Describing Barbour as a “champion of good government and a worthy successor to Adam Smith’s ideals of free commerce, low taxation and the use of individual talent to produce the best possible results,” the organization will present the 2008 Adam Smith Medal to Governor Barbour during a banquet tonight in Washington, D.C.
“It’s an honor to receive this distinction, but the greatest honor has been our success in creating more and better jobs for Mississippians through smart, conservative fiscal policies,” Governor Barbour said. “By adhering to the basic principles of free enterprise, we’re successfully moving Mississippi in the right direction.”
Since Governor Barbour took office in 2004, Mississippi has enjoyed record employment with more and higher paying jobs.

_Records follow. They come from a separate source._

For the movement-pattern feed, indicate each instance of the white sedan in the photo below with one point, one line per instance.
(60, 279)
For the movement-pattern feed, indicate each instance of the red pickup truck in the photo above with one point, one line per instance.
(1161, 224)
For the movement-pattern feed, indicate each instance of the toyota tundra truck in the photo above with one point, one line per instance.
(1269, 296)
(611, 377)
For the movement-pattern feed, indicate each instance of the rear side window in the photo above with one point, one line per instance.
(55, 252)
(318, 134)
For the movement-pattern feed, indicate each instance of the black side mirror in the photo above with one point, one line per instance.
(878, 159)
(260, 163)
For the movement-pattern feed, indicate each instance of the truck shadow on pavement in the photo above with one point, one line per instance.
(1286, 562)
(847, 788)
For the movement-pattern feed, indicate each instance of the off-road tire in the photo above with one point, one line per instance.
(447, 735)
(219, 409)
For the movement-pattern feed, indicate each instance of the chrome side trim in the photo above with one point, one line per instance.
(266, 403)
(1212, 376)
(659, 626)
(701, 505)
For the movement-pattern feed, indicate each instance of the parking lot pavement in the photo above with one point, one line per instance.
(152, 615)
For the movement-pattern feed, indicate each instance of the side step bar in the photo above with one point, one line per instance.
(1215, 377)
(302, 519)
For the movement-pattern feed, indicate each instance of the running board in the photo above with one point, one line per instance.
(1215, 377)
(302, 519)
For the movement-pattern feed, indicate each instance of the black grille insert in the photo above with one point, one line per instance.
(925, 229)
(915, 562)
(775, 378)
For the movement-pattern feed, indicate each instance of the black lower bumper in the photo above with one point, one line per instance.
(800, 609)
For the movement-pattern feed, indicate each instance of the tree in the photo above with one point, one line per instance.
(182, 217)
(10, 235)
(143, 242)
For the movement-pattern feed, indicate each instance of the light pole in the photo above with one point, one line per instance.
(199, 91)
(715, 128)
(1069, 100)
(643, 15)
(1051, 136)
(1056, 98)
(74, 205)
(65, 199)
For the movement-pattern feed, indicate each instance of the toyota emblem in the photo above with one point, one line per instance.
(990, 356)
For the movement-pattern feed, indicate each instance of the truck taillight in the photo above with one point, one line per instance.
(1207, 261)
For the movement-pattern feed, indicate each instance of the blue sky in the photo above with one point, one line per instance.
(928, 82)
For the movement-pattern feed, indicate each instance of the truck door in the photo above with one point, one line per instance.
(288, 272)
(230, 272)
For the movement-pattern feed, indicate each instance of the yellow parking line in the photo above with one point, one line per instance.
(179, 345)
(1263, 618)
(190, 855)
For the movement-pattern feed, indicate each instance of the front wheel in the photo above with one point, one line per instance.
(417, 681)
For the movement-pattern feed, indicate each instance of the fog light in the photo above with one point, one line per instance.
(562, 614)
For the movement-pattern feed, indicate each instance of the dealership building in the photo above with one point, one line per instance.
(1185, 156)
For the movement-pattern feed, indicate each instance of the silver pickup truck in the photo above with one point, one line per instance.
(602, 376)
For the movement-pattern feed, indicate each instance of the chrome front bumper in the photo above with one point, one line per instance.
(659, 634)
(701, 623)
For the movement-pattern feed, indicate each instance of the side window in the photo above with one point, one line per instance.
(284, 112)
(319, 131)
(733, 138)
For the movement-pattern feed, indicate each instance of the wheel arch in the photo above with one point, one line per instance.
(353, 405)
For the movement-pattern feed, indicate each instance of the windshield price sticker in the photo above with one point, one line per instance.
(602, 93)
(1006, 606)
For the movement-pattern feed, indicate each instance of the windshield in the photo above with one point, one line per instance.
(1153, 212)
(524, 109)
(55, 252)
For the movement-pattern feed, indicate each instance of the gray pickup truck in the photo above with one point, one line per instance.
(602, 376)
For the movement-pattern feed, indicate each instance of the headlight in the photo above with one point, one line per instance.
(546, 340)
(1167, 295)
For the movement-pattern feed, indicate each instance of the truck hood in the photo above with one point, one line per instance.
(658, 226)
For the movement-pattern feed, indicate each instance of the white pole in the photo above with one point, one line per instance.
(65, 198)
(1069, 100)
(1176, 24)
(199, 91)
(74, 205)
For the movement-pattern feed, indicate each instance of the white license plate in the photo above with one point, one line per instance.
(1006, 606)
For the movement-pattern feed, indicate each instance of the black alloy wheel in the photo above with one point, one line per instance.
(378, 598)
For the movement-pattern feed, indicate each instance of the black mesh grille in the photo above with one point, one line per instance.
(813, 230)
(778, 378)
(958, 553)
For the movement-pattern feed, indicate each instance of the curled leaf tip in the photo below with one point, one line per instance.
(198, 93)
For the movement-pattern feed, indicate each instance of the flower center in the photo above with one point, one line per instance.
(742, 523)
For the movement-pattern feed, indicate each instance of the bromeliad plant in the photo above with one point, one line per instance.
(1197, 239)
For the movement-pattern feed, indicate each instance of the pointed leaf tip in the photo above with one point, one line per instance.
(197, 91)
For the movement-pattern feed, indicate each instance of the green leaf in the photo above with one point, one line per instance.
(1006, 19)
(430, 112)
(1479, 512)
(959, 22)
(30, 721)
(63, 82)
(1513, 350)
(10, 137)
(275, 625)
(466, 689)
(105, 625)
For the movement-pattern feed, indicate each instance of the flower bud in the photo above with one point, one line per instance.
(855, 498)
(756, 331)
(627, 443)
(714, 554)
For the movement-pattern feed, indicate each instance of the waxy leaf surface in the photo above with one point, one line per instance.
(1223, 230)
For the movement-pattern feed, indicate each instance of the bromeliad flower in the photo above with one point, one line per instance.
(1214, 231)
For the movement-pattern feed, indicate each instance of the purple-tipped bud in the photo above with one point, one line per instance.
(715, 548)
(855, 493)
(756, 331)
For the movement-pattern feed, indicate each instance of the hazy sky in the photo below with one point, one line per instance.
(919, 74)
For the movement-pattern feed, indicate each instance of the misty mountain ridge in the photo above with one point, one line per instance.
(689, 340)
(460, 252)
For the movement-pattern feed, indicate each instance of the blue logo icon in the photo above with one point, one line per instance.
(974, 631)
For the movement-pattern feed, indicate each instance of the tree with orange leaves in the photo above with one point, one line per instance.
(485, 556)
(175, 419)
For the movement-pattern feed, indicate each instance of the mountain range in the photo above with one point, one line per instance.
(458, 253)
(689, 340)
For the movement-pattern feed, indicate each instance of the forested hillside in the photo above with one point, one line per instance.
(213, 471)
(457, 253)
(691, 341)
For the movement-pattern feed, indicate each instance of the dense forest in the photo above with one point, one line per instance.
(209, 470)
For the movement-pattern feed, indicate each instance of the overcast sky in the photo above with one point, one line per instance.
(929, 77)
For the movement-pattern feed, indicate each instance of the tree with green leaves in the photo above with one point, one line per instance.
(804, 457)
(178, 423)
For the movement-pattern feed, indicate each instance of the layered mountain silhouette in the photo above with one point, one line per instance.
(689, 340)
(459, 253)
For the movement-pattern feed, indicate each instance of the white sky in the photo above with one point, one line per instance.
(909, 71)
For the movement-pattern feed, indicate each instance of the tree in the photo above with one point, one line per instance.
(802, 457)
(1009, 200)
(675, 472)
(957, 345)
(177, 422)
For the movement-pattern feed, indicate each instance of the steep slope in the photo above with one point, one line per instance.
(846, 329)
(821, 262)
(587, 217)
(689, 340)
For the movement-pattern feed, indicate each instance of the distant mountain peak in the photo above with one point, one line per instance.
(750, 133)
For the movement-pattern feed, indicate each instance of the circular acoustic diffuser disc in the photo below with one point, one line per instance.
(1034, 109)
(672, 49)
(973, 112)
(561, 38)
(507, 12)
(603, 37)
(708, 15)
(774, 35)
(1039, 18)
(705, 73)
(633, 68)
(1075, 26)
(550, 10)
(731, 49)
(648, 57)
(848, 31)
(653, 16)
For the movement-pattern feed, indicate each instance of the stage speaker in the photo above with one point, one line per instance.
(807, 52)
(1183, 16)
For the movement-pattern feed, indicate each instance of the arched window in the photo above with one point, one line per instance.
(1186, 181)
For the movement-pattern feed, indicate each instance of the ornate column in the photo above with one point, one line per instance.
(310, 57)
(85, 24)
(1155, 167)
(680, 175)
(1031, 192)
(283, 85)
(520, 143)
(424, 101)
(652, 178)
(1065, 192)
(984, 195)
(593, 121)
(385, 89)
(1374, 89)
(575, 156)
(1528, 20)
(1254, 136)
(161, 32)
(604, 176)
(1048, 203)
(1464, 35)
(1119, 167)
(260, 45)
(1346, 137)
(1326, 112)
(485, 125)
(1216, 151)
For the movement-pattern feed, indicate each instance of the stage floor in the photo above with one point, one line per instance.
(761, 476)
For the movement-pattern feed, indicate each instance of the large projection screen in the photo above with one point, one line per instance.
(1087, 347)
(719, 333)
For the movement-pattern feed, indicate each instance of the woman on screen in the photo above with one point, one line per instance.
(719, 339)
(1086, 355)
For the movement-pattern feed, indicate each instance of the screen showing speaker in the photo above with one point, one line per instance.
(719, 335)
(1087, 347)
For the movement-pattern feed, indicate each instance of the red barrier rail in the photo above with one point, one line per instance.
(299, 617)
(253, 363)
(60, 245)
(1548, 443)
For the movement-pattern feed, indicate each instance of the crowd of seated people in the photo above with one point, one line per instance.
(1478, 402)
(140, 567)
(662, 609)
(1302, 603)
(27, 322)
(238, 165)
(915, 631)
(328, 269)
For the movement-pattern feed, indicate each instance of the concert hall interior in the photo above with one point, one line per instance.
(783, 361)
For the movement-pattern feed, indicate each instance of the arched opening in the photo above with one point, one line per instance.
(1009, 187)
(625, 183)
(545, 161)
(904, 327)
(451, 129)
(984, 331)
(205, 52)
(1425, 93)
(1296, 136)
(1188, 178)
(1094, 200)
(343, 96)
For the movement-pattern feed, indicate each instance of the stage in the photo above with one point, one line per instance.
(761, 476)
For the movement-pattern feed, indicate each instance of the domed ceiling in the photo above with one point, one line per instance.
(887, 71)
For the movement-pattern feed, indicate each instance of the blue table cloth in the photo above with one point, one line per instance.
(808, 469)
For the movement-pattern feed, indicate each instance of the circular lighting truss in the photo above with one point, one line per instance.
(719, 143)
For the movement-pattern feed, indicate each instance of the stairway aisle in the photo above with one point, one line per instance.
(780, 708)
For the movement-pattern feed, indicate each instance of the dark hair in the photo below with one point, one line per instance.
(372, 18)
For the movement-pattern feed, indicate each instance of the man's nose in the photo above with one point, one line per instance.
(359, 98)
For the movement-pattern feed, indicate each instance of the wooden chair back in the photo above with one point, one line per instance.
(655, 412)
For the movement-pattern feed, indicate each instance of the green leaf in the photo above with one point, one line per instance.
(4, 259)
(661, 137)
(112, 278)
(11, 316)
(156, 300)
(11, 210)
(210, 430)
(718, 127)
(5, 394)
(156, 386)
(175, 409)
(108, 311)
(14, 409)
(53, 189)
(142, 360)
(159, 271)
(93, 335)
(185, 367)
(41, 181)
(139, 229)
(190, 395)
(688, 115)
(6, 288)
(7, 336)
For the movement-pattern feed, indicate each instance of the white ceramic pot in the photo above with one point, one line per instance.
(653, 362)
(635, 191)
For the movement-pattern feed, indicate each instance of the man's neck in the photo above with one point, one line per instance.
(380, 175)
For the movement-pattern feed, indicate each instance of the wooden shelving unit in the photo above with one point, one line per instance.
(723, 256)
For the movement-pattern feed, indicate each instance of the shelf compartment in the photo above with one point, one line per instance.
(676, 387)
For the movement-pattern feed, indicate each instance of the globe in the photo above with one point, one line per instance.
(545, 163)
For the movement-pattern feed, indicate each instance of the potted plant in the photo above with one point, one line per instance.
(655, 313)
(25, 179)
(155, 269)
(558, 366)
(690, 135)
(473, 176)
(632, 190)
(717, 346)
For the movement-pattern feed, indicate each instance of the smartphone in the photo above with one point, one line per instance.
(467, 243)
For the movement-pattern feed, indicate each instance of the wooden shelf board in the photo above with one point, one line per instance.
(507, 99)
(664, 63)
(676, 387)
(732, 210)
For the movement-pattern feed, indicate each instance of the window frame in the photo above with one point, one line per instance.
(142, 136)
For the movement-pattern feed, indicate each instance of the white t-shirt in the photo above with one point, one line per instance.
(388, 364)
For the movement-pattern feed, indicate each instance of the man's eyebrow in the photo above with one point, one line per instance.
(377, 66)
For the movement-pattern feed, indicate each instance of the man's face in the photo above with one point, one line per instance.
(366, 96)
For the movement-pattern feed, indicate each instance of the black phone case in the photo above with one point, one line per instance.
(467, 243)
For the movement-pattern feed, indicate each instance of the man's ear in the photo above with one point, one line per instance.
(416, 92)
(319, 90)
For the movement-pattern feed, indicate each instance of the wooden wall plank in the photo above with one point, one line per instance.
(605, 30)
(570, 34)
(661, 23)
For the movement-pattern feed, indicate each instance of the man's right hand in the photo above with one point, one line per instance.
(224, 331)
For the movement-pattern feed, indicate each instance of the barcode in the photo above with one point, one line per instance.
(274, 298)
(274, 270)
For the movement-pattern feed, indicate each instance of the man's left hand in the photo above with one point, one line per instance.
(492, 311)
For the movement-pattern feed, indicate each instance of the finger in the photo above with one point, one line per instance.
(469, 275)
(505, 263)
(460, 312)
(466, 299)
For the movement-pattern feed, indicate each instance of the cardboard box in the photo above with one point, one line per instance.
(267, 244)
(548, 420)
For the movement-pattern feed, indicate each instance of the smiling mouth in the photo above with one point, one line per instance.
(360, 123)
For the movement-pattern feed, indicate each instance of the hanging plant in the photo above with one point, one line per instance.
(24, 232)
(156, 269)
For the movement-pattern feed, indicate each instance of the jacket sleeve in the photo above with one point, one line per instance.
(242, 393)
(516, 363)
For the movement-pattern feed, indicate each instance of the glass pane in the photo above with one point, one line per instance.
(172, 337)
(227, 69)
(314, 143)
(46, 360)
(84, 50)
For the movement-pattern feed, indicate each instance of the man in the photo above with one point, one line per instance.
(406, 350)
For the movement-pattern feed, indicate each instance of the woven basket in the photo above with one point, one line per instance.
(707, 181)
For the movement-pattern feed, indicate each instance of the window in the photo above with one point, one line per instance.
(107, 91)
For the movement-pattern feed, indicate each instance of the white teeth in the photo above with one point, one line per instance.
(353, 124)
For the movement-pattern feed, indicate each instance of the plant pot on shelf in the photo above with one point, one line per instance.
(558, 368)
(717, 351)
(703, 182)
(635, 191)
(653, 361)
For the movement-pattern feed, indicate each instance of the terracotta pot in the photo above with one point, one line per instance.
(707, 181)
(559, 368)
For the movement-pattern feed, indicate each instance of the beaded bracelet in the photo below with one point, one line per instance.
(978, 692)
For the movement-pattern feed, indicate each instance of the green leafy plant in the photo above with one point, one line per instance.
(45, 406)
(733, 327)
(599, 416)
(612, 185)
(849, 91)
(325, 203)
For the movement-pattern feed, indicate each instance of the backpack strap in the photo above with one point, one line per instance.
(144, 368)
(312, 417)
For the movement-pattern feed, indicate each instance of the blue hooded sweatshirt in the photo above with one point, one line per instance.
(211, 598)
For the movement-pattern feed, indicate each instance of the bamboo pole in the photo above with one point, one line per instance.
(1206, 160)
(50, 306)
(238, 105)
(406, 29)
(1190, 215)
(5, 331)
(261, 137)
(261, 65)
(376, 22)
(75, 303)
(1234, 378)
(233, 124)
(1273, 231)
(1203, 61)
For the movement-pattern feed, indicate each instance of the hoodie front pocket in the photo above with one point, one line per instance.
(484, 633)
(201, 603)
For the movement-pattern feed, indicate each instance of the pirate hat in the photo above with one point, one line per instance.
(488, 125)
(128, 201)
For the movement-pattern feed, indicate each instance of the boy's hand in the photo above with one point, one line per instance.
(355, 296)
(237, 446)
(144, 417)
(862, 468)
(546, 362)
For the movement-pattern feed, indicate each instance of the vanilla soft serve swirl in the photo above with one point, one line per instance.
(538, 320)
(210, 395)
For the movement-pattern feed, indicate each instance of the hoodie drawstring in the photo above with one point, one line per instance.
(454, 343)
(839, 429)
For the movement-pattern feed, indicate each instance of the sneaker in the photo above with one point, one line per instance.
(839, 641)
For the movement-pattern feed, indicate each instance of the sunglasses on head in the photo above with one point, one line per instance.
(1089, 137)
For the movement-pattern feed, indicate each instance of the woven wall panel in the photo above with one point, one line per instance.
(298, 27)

The Friends of Adam Smith Chairman Todd Flemming said Governor Barbour is “forging a new path for Mississippi” and that his policies are “clearly making a difference.”
The Friends of Adam Smith was established in 2000 by the board of directors of the Business Industry Political Action Committee (BIPAC) along with many of its members. The organization promotes the ideals of free enterprise and researches the link between politics, public policy and economic freedom. Previous recipients of the award include Senators Ben Nelson (D-NE), Jon Kyl (R-AZ), and Kay Bailey Hutchison (R-TX), and Representatives Anne Northup (R-KY), Charlie Stenholm (D-TX), John Boehner (R-OH) and Cass Ballenger (R-NC).
Adam Smith was a philosopher and professor at the University of Glasgow, Scotland. The publication of Smith’s “An Inquiry into the Nature and Causes of the Wealth of Nations” in 1776 is one of the most influential works in history. He argued, in effect, the “wealth” of a nation is the productive energies of its people. The influence of his work is so great that Smith is considered the founder of the study of economics and widely credited with defining and establishing the concept of free market capitalism.